J’ai pensé à la cantine.
À une course trop longue dans la cour.
À une petite gastro.
À toutes ces explications raisonnables que les parents alignent pour empêcher leur cœur de partir trop vite.
Je lui ai préparé une tisane.
Je l’ai installé sur le canapé avec un plaid.
J’ai posé la main sur son front.
Pas de fièvre.
Pas de toux.
Pas de boutons.
Il avait seulement cette pâleur légère autour de la bouche, quelque chose que j’ai vu, que j’ai rangé, puis que j’ai essayé d’oublier.
Le lendemain matin, il était dehors avec son ballon.
J’ai respiré.
Quand on aime quelqu’un, on confond parfois le soulagement avec une preuve.
Trois jours plus tard, je l’ai trouvé assis sur le bord de son lit avant l’école.
C’est ce détail qui m’a arrêtée.
Lucas ne s’asseyait pas le matin.
Lucas jaillissait.
Il râlait, chantait, courait jusqu’à la salle de bain, oubliait une chaussette, revenait chercher son cahier, repartait sans son manteau, et me faisait vivre une petite tempête avant huit heures.

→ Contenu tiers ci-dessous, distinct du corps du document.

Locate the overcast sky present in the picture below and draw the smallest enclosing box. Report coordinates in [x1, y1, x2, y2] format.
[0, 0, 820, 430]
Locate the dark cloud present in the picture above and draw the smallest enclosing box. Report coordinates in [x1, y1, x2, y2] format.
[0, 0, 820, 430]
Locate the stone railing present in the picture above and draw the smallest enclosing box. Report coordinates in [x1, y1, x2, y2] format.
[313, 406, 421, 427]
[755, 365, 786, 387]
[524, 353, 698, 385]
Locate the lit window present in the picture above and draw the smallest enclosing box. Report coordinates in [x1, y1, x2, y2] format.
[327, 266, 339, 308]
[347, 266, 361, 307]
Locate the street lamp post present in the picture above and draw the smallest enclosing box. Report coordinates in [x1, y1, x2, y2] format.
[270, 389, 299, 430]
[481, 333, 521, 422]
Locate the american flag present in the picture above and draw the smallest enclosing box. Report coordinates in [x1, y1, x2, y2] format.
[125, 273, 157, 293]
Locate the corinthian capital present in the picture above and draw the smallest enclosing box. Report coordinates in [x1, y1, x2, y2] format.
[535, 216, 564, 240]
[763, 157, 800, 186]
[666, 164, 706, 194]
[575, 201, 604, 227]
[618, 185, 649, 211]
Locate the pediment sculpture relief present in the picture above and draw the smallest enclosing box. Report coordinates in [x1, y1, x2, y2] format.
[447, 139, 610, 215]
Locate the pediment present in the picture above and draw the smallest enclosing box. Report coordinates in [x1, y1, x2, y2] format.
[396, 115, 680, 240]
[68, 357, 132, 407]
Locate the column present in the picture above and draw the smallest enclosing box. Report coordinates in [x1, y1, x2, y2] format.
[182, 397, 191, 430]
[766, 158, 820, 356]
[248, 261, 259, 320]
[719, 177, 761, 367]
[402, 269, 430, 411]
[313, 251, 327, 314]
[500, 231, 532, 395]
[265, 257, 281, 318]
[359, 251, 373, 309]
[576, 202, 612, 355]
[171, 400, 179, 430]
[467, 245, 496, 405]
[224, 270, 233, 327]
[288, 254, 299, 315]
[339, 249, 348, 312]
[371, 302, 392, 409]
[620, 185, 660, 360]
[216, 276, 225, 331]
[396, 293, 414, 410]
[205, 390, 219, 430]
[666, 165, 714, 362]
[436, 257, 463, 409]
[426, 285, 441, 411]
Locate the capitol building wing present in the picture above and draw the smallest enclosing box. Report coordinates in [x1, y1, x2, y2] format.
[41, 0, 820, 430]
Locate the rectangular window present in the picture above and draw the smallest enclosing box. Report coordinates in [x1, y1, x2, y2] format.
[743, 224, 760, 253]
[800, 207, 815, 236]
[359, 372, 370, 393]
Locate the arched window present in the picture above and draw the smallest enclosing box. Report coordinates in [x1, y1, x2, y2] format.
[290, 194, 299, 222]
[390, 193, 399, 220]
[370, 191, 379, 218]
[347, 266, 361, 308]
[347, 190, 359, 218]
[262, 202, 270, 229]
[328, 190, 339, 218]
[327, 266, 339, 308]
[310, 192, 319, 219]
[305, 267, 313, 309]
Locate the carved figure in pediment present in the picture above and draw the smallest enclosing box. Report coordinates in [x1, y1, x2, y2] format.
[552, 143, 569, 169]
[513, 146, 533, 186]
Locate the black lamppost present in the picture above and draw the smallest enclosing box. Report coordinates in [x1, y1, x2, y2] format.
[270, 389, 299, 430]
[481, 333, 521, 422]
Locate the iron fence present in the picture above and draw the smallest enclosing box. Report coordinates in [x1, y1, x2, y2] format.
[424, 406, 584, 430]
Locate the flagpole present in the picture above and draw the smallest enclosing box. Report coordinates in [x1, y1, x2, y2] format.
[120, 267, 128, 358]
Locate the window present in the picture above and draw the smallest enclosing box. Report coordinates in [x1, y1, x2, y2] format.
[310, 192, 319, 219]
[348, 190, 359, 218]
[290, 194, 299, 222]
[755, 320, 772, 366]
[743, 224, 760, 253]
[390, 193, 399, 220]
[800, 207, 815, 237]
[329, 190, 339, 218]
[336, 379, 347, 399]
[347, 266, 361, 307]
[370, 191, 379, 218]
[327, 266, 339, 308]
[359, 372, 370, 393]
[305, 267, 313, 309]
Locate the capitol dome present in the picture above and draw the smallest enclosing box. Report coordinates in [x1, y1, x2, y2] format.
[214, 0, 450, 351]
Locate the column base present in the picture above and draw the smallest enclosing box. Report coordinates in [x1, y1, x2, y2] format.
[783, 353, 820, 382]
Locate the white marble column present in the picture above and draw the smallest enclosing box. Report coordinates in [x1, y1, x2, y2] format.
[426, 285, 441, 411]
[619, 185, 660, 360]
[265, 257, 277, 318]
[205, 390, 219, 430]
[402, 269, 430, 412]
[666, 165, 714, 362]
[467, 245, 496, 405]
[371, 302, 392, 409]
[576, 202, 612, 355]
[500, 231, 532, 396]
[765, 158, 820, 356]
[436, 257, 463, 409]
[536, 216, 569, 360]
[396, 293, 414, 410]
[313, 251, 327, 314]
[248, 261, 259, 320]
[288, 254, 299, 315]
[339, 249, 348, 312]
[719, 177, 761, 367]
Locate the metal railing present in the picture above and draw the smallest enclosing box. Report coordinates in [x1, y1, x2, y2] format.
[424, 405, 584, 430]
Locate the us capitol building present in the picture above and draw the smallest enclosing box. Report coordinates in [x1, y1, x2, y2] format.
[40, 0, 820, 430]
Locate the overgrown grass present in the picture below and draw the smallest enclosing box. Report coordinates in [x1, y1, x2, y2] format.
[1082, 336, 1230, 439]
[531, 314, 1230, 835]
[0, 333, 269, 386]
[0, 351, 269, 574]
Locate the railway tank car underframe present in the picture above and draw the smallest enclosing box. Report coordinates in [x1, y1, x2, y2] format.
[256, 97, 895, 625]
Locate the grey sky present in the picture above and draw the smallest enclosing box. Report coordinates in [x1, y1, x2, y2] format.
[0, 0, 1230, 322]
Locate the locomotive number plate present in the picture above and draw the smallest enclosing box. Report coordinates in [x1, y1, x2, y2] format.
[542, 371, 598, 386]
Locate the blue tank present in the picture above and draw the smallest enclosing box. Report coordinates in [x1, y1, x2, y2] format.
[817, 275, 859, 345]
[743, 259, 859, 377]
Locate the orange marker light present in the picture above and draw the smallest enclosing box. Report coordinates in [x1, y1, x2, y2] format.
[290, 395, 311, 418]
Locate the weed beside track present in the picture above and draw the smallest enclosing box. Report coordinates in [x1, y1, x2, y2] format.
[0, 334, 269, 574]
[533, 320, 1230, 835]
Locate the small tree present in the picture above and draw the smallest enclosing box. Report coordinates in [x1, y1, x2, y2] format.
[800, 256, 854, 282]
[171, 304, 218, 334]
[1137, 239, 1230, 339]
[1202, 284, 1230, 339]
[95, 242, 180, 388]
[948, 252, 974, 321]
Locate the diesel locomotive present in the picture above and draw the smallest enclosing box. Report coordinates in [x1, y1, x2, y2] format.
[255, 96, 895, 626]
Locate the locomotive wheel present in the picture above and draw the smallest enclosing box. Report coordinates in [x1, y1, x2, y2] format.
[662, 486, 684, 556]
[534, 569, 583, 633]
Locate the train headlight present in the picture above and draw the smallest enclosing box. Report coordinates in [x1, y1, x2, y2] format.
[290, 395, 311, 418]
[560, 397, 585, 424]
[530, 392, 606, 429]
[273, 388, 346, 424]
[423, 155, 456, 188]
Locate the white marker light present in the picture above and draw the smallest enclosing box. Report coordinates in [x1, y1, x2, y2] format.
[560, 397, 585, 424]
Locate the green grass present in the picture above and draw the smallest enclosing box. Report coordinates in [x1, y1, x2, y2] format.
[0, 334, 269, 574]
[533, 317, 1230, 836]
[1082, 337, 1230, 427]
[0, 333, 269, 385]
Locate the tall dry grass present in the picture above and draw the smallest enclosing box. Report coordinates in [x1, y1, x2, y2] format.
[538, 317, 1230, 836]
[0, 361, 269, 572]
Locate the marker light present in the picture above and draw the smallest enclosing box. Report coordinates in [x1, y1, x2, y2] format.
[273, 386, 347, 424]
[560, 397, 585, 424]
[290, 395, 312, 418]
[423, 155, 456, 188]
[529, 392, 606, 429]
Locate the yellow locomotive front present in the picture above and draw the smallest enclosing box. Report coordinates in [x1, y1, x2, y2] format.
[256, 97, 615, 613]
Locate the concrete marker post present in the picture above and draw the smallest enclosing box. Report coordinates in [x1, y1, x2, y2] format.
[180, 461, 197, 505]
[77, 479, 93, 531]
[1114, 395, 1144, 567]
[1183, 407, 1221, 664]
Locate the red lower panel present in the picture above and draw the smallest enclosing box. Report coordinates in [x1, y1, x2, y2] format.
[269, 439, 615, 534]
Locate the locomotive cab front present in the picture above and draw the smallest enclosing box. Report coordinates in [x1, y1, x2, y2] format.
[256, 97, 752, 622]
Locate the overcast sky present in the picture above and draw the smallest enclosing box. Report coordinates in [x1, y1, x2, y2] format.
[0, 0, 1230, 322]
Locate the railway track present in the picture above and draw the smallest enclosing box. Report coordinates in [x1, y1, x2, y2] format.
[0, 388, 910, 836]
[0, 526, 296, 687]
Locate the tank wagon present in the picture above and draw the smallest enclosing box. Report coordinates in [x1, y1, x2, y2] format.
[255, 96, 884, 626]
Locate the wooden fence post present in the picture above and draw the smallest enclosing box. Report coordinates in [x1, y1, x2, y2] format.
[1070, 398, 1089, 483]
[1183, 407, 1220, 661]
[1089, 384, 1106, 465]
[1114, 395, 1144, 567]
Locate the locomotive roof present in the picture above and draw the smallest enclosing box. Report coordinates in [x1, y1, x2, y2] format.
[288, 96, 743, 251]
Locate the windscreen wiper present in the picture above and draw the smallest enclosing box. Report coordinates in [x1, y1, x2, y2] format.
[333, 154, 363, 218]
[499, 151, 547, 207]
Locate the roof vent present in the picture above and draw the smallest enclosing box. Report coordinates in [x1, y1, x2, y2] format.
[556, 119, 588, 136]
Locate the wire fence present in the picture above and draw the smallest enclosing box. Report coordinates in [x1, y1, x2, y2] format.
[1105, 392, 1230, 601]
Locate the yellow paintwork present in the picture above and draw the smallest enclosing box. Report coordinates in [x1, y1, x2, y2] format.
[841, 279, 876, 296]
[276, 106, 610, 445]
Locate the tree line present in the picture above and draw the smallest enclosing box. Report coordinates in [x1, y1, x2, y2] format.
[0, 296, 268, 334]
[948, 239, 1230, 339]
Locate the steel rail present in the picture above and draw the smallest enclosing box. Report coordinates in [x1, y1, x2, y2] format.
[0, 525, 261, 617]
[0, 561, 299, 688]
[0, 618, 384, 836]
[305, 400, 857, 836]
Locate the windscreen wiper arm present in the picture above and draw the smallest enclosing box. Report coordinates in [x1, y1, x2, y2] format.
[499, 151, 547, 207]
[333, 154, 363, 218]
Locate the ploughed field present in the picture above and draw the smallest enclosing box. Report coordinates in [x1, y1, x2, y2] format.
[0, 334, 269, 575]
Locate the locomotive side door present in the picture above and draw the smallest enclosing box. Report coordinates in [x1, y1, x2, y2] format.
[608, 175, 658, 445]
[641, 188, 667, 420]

Ce matin-là, il ne bougeait pas.
Ses épaules étaient rentrées.
Son cartable était intact au sol.
Ses deux mains reposaient près de son ventre.
« Mon grand ? »
Il a levé vers moi des yeux fatigués.
« Je ne me sens pas bien, maman. »
J’ai touché son front.
Toujours rien.
J’ai regardé sa gorge.
Rien.
J’ai demandé s’il avait mal à l’école, s’il avait eu peur de quelque chose, si un copain l’avait embêté.
Il a secoué la tête.
« Je suis juste fatigué. »
Ce mot n’avait pas sa place dans sa bouche.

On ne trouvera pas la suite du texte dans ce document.